Killing the elephant

The elephant is a big one and he’s in the room and I see him daily. He goes by the name of The Creativity Myth. The myth perpetuates the idea of creativity as a mysterious force, a special ability that only exists in ‘creative types’, embodied in the vision of the lone genius. It’s not uncommon to hear people with sharp, inquisitive minds sell themselves short with the words ‘don’t ask me I’m not creative’ which is a great shame. The myth erodes confidence in people’s creative abilities as it's based in such a narrow assumption of what creativity really is. I think the problem starts with the way in which great works of art influence us from an early age and the perceptions we build of their authors as geniuses. From the prodigious output of Mozart and Picasso to the wild invention of Jimi Hendrix we quickly become seduced by the powerful sensory allure of their creative product, deluded in the premise that their art just burst out of their heads as a result of their unfathomable talents. Along the way we have aligned the notion of creativity with free artistic self-expression only, ignoring the many facets of creative thinking that fuel innovation in every aspect of daily life.

Robots can’t rap

Living in a world of constant change, a better understanding of the mechanics of how creativity works has never been so important. A recent survey of top global CEO’s reported that the leadership quality they valued most is the ability to solve problems creatively. Even as technology surpasses the human ability to process large amounts of information, solve complex problems and decipher and predict our likes and dislikes, there’s unique human element to creativity that machines find difficult to replicate. You can feed hundreds of old funk samples into as many clever algorithms as you like but you still won’t get hip hop or robots that can rap!

Whole brain thinking

Creativity is all about the ability to see the world in new ways, make connections, find connections between unrelated ideas, generate solutions and bring something new and valuable into the world. Looking at creativity through a problem-solving lens is the key to understanding how it works as a process. Problem solving suffers from the perception of it being a linear, left brain analytical activity. However, to come up with new ideas of any kind there is an interplay between logic and intuition, a process of absorbing knowledge, questioning assumptions, experimenting, synthesising information and looking at things from new perspectives. A sometimes frustrating and intense iterative cycle that takes hard work and practice to generate results. The antithesis of the creativity myth.
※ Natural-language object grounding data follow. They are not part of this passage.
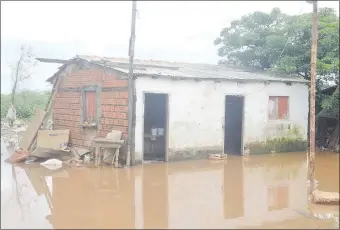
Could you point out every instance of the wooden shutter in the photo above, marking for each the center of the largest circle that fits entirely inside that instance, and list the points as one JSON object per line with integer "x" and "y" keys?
{"x": 282, "y": 108}
{"x": 272, "y": 107}
{"x": 91, "y": 106}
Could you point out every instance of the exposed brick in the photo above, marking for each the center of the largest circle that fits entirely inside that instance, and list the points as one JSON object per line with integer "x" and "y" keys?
{"x": 67, "y": 107}
{"x": 123, "y": 94}
{"x": 121, "y": 101}
{"x": 77, "y": 142}
{"x": 114, "y": 115}
{"x": 121, "y": 109}
{"x": 115, "y": 83}
{"x": 103, "y": 133}
{"x": 67, "y": 111}
{"x": 74, "y": 106}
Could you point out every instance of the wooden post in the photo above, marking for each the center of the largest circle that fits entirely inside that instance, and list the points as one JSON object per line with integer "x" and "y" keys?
{"x": 311, "y": 152}
{"x": 130, "y": 158}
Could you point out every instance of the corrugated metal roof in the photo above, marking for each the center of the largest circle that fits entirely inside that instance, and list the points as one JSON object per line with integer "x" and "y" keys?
{"x": 185, "y": 70}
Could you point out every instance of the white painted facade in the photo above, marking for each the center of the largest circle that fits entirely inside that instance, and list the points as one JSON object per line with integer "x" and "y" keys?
{"x": 197, "y": 108}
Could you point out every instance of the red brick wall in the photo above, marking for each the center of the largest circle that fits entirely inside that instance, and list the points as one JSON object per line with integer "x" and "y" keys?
{"x": 113, "y": 98}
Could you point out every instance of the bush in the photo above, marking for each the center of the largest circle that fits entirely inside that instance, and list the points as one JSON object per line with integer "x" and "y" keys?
{"x": 25, "y": 103}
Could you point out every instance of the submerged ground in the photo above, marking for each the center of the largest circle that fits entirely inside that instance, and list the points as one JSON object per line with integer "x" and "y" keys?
{"x": 263, "y": 191}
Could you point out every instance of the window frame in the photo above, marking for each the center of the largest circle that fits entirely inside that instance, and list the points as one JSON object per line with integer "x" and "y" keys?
{"x": 277, "y": 109}
{"x": 97, "y": 90}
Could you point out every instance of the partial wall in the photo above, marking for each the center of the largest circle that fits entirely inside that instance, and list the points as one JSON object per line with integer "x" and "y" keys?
{"x": 112, "y": 100}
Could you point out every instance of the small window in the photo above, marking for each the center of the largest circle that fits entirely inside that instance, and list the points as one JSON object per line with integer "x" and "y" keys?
{"x": 278, "y": 108}
{"x": 90, "y": 106}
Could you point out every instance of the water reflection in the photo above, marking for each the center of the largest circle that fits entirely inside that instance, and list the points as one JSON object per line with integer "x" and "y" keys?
{"x": 239, "y": 192}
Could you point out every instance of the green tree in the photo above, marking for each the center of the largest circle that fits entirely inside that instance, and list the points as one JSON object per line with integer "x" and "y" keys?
{"x": 282, "y": 43}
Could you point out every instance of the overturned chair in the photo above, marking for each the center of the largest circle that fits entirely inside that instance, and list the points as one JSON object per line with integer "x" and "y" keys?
{"x": 111, "y": 145}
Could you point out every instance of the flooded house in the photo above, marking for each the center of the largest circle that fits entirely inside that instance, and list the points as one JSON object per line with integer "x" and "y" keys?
{"x": 183, "y": 110}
Great creative solutions are not generated in a vacuum; this is why the idea of a blank canvas can be intimidating for many as it’s a fairly impoverished place to start. Jimi Hendrix didn’t just spring out of nowhere wearing a feather boa rocking dynamite riffs. He spent years practicing hard on the road with rhythm and blues and soul bands working within and pushing against the boundaries of their musical structures, learning, always looking for small changes he could make, absorbing new influences into his repertoire, turning his amplifier up too loud and finding out it sounded pretty cool. He slowly discovered he could build a new sound that had never been heard before by making connections between all these influences. Every innovator stands on the shoulders of giants. Perhaps the 60s acid played its part too!

Look to the stars

A visualisation method I use when thinking about the process of creating an idea is the metaphor of star gazing, searching out new shapes and constellations that might suggest stories in an huge expanse of tiny lights. Just as our ancestors did before computers! It's a process of looking to make sense and put some order and meaning on a seemingly infinite range of possibilities by making connections. Joining the dots. Each dot is a valuable input, ensuring I'm never starting from a blank canvas. The dots take many shapes and sizes and play a part in influencing the outcome- part of a brief, a memory, a scene from a film, a feeling, a story, a sound.... The best ideas happen when those influences aren't all other creative executions (I'm looking at you Pinterest board!) The point is that the more inputs I put in, the more diverse I make them, the more I observe them, rearrange them and look at them from a new angle, the more connections I make - the more chance I have of a good idea coming out the other end. It’s my way of transforming the elephant into a unicorn!